Methods The clinical records of C-SCLC patients who were subjected to complete resection and systematic nodal dissection in one institution between January 2010 and December 2014 were retrospectively reviewed.
Results Seventy-eight patients with histologically diagnosed C-SCLC were identified. The most common combined component was large cell neuroendocrine carcinoma (LCNEC) (n=42), followed by squamous cell carcinoma (SCC) (n=18), adenocarcinoma (AC) (n=10), and adenosquamous carcinoma (ASC) (n=8).

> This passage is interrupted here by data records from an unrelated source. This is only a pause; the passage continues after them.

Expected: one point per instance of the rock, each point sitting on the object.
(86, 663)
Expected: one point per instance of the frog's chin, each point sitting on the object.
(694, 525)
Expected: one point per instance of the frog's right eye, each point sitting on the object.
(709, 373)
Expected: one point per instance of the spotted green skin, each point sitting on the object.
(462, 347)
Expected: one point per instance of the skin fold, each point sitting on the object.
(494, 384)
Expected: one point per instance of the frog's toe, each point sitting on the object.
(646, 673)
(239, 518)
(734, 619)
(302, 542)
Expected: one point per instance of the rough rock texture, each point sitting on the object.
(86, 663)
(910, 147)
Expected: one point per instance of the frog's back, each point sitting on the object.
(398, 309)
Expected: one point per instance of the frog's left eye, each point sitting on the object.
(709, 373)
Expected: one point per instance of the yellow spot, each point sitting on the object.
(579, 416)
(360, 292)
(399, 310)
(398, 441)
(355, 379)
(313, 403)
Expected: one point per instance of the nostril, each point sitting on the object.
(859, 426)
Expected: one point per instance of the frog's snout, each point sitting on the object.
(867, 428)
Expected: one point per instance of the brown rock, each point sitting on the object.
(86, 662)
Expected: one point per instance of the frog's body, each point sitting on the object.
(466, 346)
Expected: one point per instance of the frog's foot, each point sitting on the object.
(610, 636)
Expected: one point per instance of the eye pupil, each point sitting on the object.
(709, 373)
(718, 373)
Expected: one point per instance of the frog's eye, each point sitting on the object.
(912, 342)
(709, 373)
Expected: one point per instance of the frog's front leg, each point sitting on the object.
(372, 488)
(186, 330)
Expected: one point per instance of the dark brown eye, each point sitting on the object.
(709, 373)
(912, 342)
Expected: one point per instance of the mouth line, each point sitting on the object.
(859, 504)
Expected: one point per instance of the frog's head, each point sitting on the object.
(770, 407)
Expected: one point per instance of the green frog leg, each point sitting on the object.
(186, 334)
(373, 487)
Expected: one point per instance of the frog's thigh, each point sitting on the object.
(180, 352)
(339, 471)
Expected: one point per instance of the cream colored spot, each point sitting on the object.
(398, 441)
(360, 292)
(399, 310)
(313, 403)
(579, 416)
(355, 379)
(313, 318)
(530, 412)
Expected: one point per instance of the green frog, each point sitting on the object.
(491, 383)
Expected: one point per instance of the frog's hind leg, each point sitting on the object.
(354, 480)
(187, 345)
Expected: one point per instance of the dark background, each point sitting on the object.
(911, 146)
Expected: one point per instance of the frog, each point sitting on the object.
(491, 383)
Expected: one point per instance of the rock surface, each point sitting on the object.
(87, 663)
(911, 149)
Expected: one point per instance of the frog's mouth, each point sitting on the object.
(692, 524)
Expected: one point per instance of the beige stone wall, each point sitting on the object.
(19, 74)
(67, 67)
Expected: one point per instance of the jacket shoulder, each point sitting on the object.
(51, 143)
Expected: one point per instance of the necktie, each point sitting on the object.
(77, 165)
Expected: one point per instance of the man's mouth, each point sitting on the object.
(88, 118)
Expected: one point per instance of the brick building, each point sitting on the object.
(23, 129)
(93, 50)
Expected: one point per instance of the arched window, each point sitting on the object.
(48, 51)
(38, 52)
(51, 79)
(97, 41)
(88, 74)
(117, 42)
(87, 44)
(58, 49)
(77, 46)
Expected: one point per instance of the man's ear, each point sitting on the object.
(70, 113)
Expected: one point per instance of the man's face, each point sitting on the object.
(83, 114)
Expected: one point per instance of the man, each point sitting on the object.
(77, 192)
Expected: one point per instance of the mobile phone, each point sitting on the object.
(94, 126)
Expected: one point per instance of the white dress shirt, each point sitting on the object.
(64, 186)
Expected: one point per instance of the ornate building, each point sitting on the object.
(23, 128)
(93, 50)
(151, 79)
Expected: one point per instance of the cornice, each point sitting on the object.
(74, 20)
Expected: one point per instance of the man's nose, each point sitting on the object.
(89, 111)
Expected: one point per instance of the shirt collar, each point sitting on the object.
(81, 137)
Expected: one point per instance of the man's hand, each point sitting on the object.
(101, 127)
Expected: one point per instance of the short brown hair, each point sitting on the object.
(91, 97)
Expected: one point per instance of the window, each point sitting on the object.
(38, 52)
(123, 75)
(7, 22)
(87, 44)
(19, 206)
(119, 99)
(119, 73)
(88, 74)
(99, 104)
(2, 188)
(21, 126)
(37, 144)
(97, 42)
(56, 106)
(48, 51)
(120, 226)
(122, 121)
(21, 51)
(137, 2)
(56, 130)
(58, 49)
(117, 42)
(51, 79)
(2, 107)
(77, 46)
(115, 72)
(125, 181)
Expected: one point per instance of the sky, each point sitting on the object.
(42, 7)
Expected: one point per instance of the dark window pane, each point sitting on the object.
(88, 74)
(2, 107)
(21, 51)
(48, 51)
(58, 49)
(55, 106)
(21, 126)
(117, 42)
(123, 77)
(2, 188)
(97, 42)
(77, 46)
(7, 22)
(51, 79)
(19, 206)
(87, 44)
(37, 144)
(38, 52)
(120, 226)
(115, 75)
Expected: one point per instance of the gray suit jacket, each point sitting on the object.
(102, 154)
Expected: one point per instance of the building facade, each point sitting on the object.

The overall survival (OS) rate of the entire cohort was 39.1%. Multivariate analyses using Cox's proportional hazard models revealed that size < 3 cm vs. >3 cm; hazard ratio (HR)=0.406; 95% confidence interval (CI)=0.202-0.816; P=0.011, performance status ( < 2 vs. >2; HR=0.113; 95% CI=0.202-0.631; P=0.013), combined non-small cell lung cancer (NSCLC) components (LCNEC vs. non-LCNEC, HR=3.00; 95% CI=0.096-0.483; P < 0.001), stage ⅢA vs. Ⅰ; HR=0.195, 95%CI: 0.063-0.602; P=0.004) and adjuvant therapy (yes vs. no, HR=0.402; 95% CI=0.195-0.831; P=0.014) were significant prognostic factors of OS.
Conclusion The mixed NSCLC components within C-SCLC significantly influence survival. Adjuvant therapy is beneficial for patients with complete resection of C-SCLC.